Thierry Gerbaud : La reprise de la concession de l’aéroport par le groupe Vinci en 2011 a changé beaucoup de choses. Aujourd’hui, il existe sur le site une vingtaine d’entreprises spécialisées avec des statuts différents pour les salarié.es. Les conventions collectives, les salaires, les horaires, tout change. Au total ces entreprises font travailler entre 800 et 1 000 salariés, avec beaucoup d’intérimaires et de CDD. Vinci le donneur d’ordre est sans lien avec les salarié.es qui exécutent le travail. C’est pour cela que notre syndicat mène une bataille pour obtenir un CHSCT de site. Ce qui nous permettrait d’être au plus près des réalités vécues par les salarié.es et d’obliger Vinci à assumer un rôle d’interlocuteur direct. Avec peu de résultats aujourd’hui, il faut bien l’admettre. La préfecture ne daigne même pas donner suite à nos courriers.

Peux-tu nous raconter comment d’un syndicat d’entreprise classique, la CGT AGO s’est muée en un syndicat de site ?

Le syndicalisme est une expérience assez récente pour moi. En 2009, j’étais intérimaire et loin de toutes ces questions syndicales. Avant que la CGT AGO ne devienne un syndicat interentreprise, il préexistait une section syndicale sur le site aéroportuaire, dépendant de l’union locale Sud-Loire. D’une part, un événement qui a interloqué les syndiqué.es et, d’autre part, la reprise en 2011 de la concession par Vinci nous ont obligés à réagir. L’événement en question était une grève sur le site. Un militant du syndicat a vu des salarié.es en grève devant les locaux de leur entreprise. Mais très peu de militants dans la CGT était au courant de leurs revendications ou de la grève. Combiné avec la reprise par Vinci, l’idée de créer un syndicat interentreprise sur le site s’est imposée.

Parle-nous du fonctionnement de ton syndicat.

3-92.jpgLe syndicat organise tous ceux qui travaillent sur la plateforme aéroportuaire.
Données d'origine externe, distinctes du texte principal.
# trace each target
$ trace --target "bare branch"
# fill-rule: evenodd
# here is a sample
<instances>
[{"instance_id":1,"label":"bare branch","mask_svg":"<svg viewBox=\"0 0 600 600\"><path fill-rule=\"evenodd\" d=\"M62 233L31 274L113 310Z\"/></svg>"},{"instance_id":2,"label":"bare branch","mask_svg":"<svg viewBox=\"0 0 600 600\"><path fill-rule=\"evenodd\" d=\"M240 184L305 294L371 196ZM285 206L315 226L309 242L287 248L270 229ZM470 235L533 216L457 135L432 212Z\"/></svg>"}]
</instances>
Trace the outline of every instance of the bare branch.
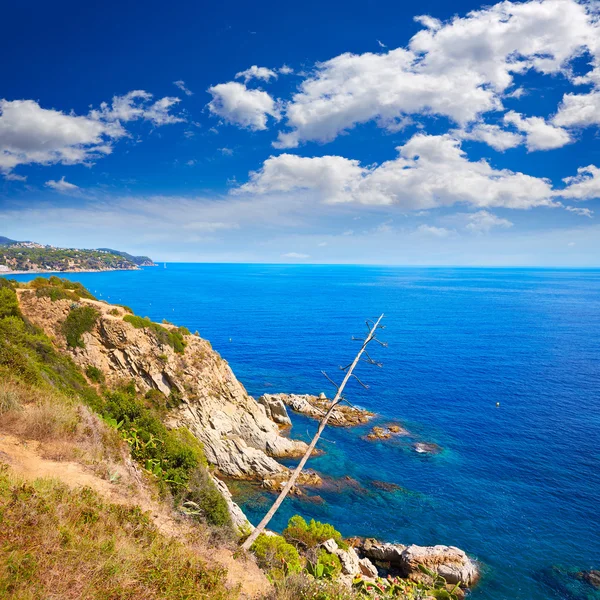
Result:
<instances>
[{"instance_id":1,"label":"bare branch","mask_svg":"<svg viewBox=\"0 0 600 600\"><path fill-rule=\"evenodd\" d=\"M381 319L383 319L383 315L381 315L375 323L373 323L372 321L367 321L367 324L370 322L373 324L373 326L369 330L369 335L364 340L361 340L363 342L363 344L362 344L360 350L358 351L358 353L356 354L354 361L348 367L346 367L346 369L344 369L344 370L346 370L346 375L344 376L344 379L342 380L342 383L339 386L329 377L329 375L327 375L327 373L325 373L325 371L321 371L321 373L323 373L323 375L325 375L325 377L327 377L327 379L336 387L337 393L336 393L335 397L333 398L333 400L331 401L331 405L327 409L327 412L321 419L321 422L319 423L319 428L317 429L317 433L315 433L312 441L310 442L310 444L308 445L308 448L306 449L306 452L304 453L304 456L298 463L298 466L294 469L294 472L292 473L288 482L285 484L284 488L281 490L281 493L277 497L277 500L275 500L275 502L273 503L273 506L271 506L271 508L269 509L267 514L263 517L262 521L258 524L256 529L248 536L246 541L242 544L242 548L244 550L249 550L250 547L252 546L252 544L254 543L254 541L256 540L256 538L264 531L264 529L267 526L267 524L269 523L269 521L273 518L273 515L277 512L277 509L281 506L282 502L285 500L285 497L289 494L290 490L296 483L298 476L300 475L302 469L304 468L304 465L306 464L306 461L309 459L310 455L312 454L312 451L315 449L315 446L317 445L317 442L319 441L319 438L327 425L327 421L329 420L331 413L333 412L335 407L340 402L346 401L346 399L343 396L343 391L344 391L344 388L346 387L346 384L350 380L350 377L354 377L363 387L368 387L364 383L362 383L362 381L360 381L360 379L358 379L358 377L356 377L356 375L354 375L353 371L354 371L356 365L359 363L363 352L365 351L367 345L370 342L375 340L382 346L386 345L375 338L375 331L378 329ZM352 339L354 340L357 338L353 337Z\"/></svg>"}]
</instances>

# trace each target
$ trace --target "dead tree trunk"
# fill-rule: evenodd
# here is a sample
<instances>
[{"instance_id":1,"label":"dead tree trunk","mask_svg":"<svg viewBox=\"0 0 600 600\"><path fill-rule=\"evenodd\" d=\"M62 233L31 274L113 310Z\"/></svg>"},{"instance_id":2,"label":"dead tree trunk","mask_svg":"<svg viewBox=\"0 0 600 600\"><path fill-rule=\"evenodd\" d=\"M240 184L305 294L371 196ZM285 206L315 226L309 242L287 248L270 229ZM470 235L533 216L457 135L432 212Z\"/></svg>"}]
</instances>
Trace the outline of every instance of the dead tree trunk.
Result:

Nous avons des syndiqué.es dans la majorité des entreprises du site, dont en particulier les plus grosses boîtes. À l’intérieur de chaque entreprise les syndiqués s’organisent en section syndicale. Au niveau du syndicat la commission exécutive rassemble des militants et militantes de chaque entreprise. Cela permet d’une part à toutes et tous d’être au courant de ce qui se passe dans chaque entreprise, de mettre en commun les moyens militants et d’organiser concrètement une solidarité entre les salarié.es de toutes les entreprises. De plus pour tous et toutes les salarié.es du site, nous organisons une permanence DLAJ [1] pour pouvoir répondre à leurs interrogations. Concernant nos moyens de fonctionnement il faut noter que nous disposons d’un local depuis le 31 mars 2016, financé par l’union locale et ­l’union départementale. Enfin je tiens à signaler que nous avons de bonnes relations avec les syndicats de chez Vinci.
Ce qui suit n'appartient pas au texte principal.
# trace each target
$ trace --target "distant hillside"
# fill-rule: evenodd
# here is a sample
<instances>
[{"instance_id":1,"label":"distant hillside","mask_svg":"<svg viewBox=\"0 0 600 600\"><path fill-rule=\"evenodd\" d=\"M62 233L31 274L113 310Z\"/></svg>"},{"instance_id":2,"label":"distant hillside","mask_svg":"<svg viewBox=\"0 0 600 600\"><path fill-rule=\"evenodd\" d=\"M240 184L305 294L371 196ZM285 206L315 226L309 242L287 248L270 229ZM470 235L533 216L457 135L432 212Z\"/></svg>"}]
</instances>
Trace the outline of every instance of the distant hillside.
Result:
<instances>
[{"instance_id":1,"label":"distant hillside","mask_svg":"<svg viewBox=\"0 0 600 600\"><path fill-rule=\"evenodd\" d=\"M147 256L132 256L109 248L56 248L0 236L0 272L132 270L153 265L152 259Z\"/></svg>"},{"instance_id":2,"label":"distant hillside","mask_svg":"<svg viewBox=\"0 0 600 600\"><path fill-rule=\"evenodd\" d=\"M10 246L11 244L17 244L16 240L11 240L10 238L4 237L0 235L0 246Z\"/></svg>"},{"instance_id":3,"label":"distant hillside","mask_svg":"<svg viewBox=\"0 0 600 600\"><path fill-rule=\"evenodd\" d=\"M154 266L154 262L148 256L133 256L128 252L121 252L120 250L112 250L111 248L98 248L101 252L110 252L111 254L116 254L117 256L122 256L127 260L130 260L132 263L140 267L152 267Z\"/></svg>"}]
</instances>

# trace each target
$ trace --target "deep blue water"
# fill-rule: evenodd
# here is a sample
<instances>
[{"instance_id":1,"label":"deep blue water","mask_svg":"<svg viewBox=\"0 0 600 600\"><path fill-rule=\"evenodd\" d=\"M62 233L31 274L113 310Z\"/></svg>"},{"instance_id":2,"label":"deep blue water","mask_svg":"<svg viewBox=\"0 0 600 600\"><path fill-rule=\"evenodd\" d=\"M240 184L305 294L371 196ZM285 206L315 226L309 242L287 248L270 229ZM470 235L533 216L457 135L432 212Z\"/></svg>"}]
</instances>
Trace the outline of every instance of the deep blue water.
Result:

Quels sont les autres syndicats sur le site de Nantes Atlantique ?

Il y a bien quelques militants de FO. Mais ils sont isolés. Il y a aussi quelques CFDT et CFTC isolés.

Autour de quels thèmes s’organise votre syndicalisme au quotidien ?

Même si l’aéroport de Nantes Atlantique est florissant et si Vinci en tire de gros bénéfices, les entreprises implantées sur le site et qui font tourner le service aéroportuaire vont mal. Il y a beaucoup de turn-over et des cadences infernales.

Depuis la reprise en 2011, Vinci bloque les investissements. Mais plus que cela encore, Vinci veut faire du service aéroportuaire un laboratoire de la loi travail. Dans la perspective du déménagement à Notre-Dame-des-Landes, il dénonce les accords d’entreprises. Par exemple, aujourd’hui les avitailleurs [2] dépendent de la convention collective du pétrole. Cela ne leur convient plus. Ils veulent faire baisser les salaires et diminuer les jours de vacances. Pour cela ils veulent changer de convention collective. Autre exemple : l’entreprise HubSafe [3] , résultat d’un rachat en 2015, a dénoncé les précédents accords d’entreprise et pousse maintenant ses salariés à la rupture conventionnelle pour embaucher des jeunes moins chers. Tout est mis en œuvre pour que le déménagement permette d’appliquer l’intégralité des dispositions de la loi travail.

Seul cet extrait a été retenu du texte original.